It would be bad of Cree if pot would need to be 10KOhm, it would mean that internal resistor is just 1kOhm, 10mA current flowing from sense wire to ground when set to minimum dimming (wires connected directly or pot turned all the way down). I think they would like to keep it around 1mA top but you never know.
If OP is up to it he can find exact value of internal resistor.
Get 100kOhm pot and multimeter.
Measure voltage of sense wire when disconnected (multimeter between sense wire and ground wire of dimmer input). It should be ~11V
Torn pot somewhere to the middle, measure its resistance between lets call it left pin and middle one. Adjust pot to about 25kOhm (you can use resistor with similar value, I would use 20-50kOhm).
Connect the same pins to dimmer input.
Measure voltage across them.
Now you have Rp (resistance of pot), Vi (input voltage to divider measured in step 1 when sense wire is disconnected and current is not flowing thru internal resistor), and Vp (voltage across pot).
From this internal resistor value Ri is Rp/(Vi/Vp-1)
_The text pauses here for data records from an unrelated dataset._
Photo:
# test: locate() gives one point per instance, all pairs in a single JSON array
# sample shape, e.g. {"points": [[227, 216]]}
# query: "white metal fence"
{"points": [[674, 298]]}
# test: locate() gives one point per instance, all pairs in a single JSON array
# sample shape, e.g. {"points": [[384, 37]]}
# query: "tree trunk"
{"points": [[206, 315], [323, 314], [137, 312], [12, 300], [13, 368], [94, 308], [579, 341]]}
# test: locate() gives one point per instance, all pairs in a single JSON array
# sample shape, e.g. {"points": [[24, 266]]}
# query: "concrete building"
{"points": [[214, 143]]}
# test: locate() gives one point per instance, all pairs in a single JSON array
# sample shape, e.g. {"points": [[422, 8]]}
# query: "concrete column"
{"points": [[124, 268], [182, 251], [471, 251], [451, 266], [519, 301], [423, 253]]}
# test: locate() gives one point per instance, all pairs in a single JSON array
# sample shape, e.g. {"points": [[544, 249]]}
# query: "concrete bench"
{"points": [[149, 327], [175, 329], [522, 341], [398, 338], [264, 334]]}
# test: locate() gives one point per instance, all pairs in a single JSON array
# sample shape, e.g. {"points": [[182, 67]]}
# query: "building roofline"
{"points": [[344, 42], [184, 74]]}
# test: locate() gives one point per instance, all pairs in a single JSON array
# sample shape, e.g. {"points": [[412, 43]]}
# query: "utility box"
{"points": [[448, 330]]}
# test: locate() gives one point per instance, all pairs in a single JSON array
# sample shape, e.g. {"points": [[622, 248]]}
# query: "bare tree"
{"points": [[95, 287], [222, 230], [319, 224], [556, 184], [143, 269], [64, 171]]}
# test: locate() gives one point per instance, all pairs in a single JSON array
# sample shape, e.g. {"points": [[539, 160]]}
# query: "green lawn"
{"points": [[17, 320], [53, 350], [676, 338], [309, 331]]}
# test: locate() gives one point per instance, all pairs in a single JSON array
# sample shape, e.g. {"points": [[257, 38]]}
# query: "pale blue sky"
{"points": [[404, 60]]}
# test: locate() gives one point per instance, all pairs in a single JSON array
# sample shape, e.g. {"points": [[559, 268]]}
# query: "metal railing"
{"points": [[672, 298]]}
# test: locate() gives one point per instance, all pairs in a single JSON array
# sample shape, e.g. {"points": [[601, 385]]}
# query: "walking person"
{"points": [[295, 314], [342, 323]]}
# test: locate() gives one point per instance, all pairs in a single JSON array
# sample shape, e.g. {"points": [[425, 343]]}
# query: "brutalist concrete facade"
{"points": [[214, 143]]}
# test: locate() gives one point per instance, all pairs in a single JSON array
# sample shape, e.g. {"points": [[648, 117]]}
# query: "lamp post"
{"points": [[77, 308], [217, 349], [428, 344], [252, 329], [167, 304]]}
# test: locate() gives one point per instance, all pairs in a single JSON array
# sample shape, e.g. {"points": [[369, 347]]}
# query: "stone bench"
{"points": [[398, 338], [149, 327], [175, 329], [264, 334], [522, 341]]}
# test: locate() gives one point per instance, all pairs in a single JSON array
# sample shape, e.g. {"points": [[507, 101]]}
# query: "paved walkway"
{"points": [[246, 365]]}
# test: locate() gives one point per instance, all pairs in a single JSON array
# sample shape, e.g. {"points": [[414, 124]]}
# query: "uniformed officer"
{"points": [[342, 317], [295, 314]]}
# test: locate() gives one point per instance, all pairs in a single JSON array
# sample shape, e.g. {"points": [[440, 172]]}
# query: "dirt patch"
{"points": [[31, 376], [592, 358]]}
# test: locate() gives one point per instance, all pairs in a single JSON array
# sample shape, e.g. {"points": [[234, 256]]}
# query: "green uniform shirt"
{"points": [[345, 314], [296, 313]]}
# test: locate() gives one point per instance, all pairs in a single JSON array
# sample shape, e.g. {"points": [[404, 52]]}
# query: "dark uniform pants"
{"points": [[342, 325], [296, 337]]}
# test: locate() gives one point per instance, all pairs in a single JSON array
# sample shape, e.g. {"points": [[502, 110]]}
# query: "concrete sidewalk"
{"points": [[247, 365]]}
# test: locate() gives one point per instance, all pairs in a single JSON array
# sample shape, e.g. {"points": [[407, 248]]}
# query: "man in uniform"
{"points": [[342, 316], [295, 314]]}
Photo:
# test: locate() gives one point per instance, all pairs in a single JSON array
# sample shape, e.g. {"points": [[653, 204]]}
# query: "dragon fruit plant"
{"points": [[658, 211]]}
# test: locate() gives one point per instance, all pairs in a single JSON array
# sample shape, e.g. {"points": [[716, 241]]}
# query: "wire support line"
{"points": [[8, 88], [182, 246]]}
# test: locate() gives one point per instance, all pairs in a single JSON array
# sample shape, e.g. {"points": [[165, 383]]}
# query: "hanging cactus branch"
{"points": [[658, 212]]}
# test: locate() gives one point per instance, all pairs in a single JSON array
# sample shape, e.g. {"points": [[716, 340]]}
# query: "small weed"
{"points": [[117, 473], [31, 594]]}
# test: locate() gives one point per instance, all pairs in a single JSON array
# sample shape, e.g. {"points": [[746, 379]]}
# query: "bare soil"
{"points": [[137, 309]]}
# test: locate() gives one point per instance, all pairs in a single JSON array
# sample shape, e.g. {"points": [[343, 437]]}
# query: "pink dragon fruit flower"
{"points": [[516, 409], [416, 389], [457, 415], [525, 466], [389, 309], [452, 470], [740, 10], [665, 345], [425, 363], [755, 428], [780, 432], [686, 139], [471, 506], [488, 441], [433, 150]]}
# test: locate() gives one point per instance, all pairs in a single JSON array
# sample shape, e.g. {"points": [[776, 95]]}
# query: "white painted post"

Once you know Ri best pot would be one with 10 times bigger resistance or little more (assuming open sense pin has 11V, if it is closer to 10V then dimming pot needs to be x times bigger that difference between open pin voltage is bigger than 10V, e.g., if open pin voltage is 10.5V then pot needs to be 20 times bigger resistance then internal resistor), logarithmic preferably (because one part of divider is constant and linear will not change Vp quickly enough to see difference).